A Show With Goulet?? No Way!!

Yes way. Unplanned. Unrehearsed. Unexpected. This encounter went down at the Beverly Wilshire Main Bar, which, before being re-done and re-purposed, was one of the last authentic traditional upscale bars in LA, and one that looked like it could easily have been in New York. Rich wooden walls with intricate inlaid wood designs and art scenes, cigars and tuxes everywhere, including the required one on the pianist, every hour of every show.


I remember years before I ever started to play there I walked through it, during a break on a gig in a nearby ballroom, and was mesmerized, thinking that I would never get to play in a place so regal and fancy. It was huge and had its own separate atmosphere. With an old Steinway grand piano that had been babied all its life, which was a breeze to play, and probably had more stories than Ray Bradbury after a highball. I started playing there five nights a week in the late 90s, and remained nightly for seven years. That hotel is ancient, stuffed with tradition and old school virtues or at least it had, I’ve been away now for quite a while. The entire top floor was one or two enormous residence suites where somebody lived full-time, sometimes there would be a gig up there and I would get a look at the green and white marble floors, antique fixtures and things left pretty much the way they were in the 30s. There was a strange clash of the muffled traffic noise on the boulevard far below, and probably was basically the same sound since way back in the early years after the depression of 1929.


And in the bar, on a night in 2002, there was Robert Goulet, sitting in the corner, with a newspaper and a drink, in a robust white cable knit sweater, scarf and slippers, sipping, reading, digging the relaxation. Moustache’d and smoothly coiffed, with tortoise shell glasses, he was as regal a gentleman as has ever entered that watering hole. He was very quiet, with pleasant disposition, occasionally talking with his wife next to him. You can almost sense when the collective awareness of a room heightens, and very quickly people were realizing who he was. A broadway titan, a singing Goliath with a voice that could melt diamonds. Records aplenty that were worldwide staples. He had one of those voices that, even if you had never heard of him before, after three notes your brain was somehow understanding “Hey, that’s gotta be Robert Goulet!”

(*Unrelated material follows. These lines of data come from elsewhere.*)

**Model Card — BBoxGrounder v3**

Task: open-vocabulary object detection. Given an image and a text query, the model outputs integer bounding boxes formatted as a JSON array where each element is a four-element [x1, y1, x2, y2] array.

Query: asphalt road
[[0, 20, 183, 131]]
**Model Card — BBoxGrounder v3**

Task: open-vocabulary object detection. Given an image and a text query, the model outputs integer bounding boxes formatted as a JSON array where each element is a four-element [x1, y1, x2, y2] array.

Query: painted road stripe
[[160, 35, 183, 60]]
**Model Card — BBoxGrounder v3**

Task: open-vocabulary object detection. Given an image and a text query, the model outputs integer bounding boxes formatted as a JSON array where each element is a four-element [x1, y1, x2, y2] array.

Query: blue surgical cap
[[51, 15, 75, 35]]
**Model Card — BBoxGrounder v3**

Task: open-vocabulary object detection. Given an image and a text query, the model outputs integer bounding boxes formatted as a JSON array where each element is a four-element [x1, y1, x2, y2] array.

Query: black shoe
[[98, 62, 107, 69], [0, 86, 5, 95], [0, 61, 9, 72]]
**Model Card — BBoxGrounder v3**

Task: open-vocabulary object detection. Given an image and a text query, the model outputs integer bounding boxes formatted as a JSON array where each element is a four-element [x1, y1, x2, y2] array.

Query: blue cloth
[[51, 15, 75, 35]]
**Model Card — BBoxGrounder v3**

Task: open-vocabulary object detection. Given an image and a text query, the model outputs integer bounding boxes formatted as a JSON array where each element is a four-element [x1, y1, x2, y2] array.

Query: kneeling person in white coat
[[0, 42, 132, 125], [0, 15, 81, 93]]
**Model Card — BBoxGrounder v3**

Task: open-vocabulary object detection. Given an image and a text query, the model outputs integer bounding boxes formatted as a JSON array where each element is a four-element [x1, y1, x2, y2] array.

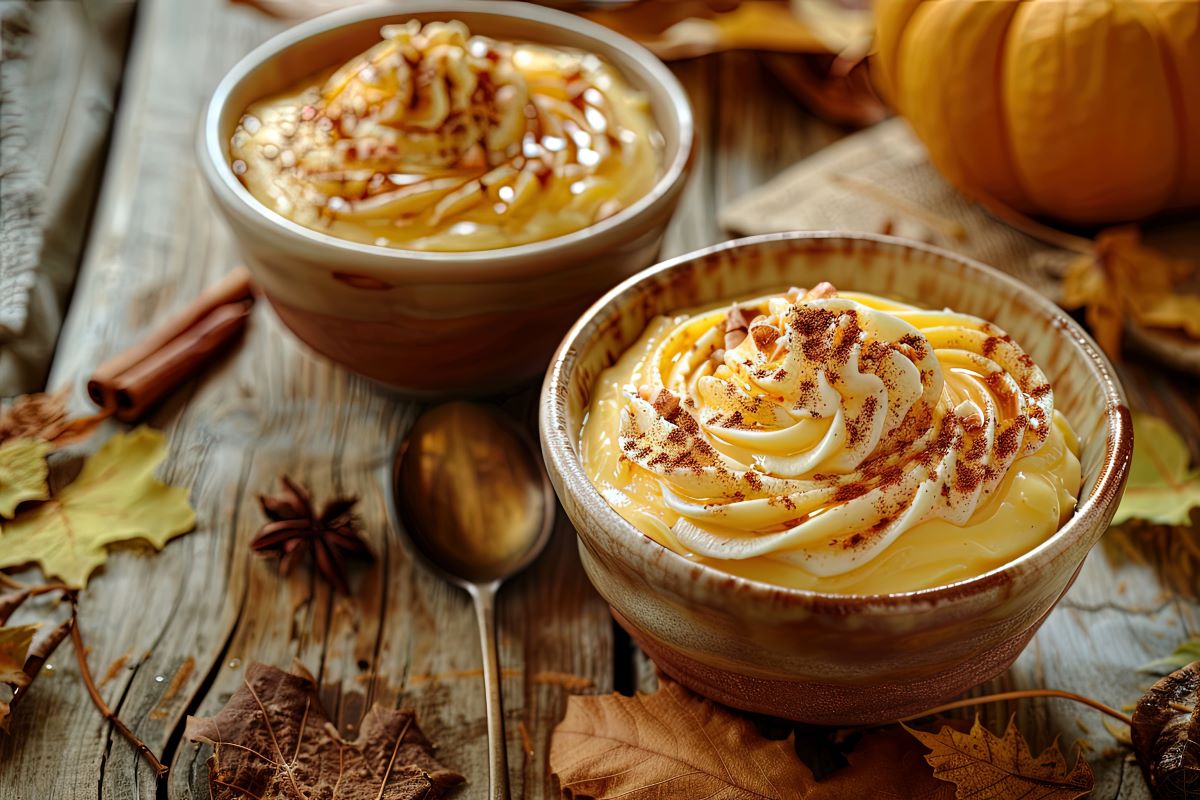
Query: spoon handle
[[470, 585, 509, 800]]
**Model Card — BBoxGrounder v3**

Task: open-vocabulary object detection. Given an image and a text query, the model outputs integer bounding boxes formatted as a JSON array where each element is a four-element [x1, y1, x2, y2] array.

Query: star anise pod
[[251, 475, 374, 595]]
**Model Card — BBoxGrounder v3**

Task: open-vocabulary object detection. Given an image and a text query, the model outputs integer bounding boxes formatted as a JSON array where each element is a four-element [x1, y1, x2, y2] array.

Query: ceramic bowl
[[199, 0, 692, 393], [540, 233, 1133, 726]]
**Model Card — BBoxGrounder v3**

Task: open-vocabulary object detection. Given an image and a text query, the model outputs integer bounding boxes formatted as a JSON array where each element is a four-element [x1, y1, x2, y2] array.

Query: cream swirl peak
[[230, 20, 661, 251], [583, 284, 1079, 590]]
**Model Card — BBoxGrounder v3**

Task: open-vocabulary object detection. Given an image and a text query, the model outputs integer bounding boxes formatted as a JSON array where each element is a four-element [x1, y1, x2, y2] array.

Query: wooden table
[[0, 0, 1200, 800]]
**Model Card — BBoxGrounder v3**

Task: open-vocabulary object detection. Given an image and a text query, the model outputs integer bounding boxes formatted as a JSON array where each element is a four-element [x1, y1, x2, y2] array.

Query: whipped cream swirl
[[230, 20, 661, 251], [618, 284, 1054, 576]]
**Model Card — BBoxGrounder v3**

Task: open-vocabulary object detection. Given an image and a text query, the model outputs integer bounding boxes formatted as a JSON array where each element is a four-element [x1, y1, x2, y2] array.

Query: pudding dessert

Minutes later in the evening, that collective awareness broke wide open when someone came up to him, congratulated him, and asked for his autograph. And then they timidly asked if he would…..sing….something?? The stillness fell like a cloak of black velvet as we all waited…..”Why sure!”, was his reply. He was quickly on his feet and he sauntered over to me in his slippers, as the small crowd of patrons got comfy. I was stunned. How easily he was obliging these people, without a snag nor any attitude whatsoever! “Tony, what’ll it be?” he happily asked. He had made sure to get my name earlier in the evening, like a gentleman’s gentleman, putting me at such joyous ease. My stomach was tickling, as I undocked the microphone from the stand and handed it to him. My own microphone. In the hands of Robert Goulet. And what a grand luxury character this guy was. “Whatever you want to do, it will be fun!”, was all I could say.

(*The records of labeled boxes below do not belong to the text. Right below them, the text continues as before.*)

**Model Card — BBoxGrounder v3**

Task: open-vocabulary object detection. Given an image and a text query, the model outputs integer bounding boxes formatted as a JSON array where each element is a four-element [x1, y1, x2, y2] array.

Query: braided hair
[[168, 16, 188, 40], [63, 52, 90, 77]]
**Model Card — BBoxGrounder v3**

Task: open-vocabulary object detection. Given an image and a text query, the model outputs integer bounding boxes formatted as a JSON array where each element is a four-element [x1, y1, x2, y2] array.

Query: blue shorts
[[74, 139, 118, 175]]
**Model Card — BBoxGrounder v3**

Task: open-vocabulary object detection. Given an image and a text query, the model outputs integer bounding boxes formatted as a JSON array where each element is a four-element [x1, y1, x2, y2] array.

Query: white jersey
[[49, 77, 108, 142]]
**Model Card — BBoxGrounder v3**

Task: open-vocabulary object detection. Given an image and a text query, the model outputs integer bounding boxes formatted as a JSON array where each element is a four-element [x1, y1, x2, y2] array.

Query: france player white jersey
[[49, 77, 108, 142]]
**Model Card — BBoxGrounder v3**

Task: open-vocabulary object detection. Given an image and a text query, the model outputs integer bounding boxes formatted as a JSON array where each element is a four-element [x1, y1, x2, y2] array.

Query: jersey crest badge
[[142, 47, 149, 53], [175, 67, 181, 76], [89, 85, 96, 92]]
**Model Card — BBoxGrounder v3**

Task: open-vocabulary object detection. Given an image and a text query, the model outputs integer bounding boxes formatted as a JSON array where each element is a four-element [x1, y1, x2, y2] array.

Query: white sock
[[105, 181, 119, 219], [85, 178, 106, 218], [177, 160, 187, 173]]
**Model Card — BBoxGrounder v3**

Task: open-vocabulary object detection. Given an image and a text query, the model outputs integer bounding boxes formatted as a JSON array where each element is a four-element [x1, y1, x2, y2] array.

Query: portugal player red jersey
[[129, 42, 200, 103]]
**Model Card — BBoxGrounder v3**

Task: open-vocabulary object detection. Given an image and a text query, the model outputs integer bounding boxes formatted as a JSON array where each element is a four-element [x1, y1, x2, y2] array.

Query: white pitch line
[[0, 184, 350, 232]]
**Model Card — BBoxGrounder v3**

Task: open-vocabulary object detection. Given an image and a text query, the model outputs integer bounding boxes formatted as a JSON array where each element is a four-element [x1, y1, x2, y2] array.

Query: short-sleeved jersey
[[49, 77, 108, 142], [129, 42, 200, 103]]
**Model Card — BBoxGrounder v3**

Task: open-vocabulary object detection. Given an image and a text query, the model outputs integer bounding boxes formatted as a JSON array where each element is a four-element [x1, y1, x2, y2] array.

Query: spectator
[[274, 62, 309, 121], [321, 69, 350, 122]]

First he did “If Ever I Would Leave You”. How unbelievably magnificent. One of the elder women in the bar began crying. It was like hearing “The Man Upstairs” if you know what I mean, once and only once. Except not once. Tonight it would be the Robert and Tony Show. Literally. For the next 30 minutes he worked, with me as his sidekick, bouncing remarks off me, asking me questions and chatting on the mic. Telling a couple funny tiny stories to the room. People were astonished. Incidentally his way of holding and handling the mic was the most skilled I’d ever seen. He knew automatically how near or distant he needed to be, how far he could walk around without running out of cable, never getting crossed up in it. He didn't actually look at the mic once. He used the front of the piano like a prop, and never lost his connection with the increasingly giddy Tony, his straightman, looking at me often, smiling and turning. It was Vegas! It was heaven. What was next? Oh, let’s see, just…“Some Enchanted Evening”. Jaw-dropping. Then he did a version of “Strangers In The Night” that was brilliant.


When he was done, people clapped but were courteous, no yelling out calling for more, no hounding him with requests, just a shimmer of amazement illuminating every single face in that room. There are people with whom I’ve still been in touch since those days, who witnessed that evening. They often reminisce and remind me about that night, and how they can’t believe there wasn’t a $100 cover charge added to each table. I talked with him a little later, before he left the bar for the night, and thanked him for such a privilege. We exchanged info (written down on paper in those days, of course), and he made me promise to look him up whenever I happened to be in the “other” Vegas, where he was living. At the end of 2002, a Christmas card arrived at my house from Mr. Goulet with a nice note. And every single year thereafter came another until his passing. In the end, I suppose God just couldn't wait any longer for his own private show. So how do I feel about this night? I think everyone should have that feeling of seeing the earth from outer space, and realizing that all we have are the memories, the moments of utter joy, that we shared with one another.